London Spitfire: Good Stuff
Not much to say about London this week.
I think this match was more the fault of Hangzhou than London for the most part. Still, kudos to this squad for doing what they needed to do to take the 3-0 win. They displayed a lot of good things. Similar to Babel on those sort-of off-hit scan roles, I think Although is shaping up to really be that solid, all-around flex damage player for this squad. I also think the entire team is really stepping up in the teamwork department. There was that really nice Jihun halt into Glister pulse bomb stick from them on Volskaya. While that type of play has more or less become the bare minimum of basic coordination in the Overwatch League, it’s still a very good sign for this squad. Right now, keeping up the good work is all I really want to see from this team going forward.
New York Excelsior: There’s Something About The Excelsior…

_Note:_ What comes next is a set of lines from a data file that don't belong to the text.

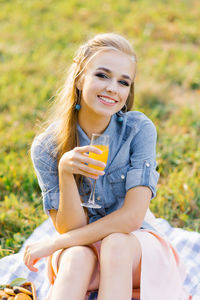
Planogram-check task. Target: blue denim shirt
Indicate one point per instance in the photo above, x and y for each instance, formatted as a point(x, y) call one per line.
point(131, 163)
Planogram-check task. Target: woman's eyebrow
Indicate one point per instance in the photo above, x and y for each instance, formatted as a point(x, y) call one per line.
point(109, 71)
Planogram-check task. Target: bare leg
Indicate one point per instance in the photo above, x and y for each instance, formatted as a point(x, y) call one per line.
point(76, 266)
point(120, 259)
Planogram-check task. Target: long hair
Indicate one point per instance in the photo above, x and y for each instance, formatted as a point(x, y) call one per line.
point(63, 110)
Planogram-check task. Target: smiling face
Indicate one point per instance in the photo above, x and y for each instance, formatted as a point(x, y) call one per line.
point(105, 84)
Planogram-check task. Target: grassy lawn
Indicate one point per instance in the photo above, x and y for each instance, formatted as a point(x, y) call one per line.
point(38, 40)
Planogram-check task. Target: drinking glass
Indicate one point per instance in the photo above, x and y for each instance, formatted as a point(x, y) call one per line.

And I just can’t put my finger on it. As a sort-of continuation from last week’s reactions, I wonder how well New York would be doing if they were in NA instead of APAC. This match against Guangzhou is a real example of the slippery slope New York has been on all season. Just a lot of mistakes all over the place that kept the other team in maps. And in the maps the Excelsior lost, it wasn’t incredibly close.
I think Cr0ng ate maybe two or three blizzards. SBB had a really lackluster performance on that last map. The tank line has really been up and down for this team. Even Hotba is getting into a slump as well. I also hate to keep harping on Mano all of the time, but in that map 5, it felt like he was ready to break his keyboard with how much he was being outplayed all series.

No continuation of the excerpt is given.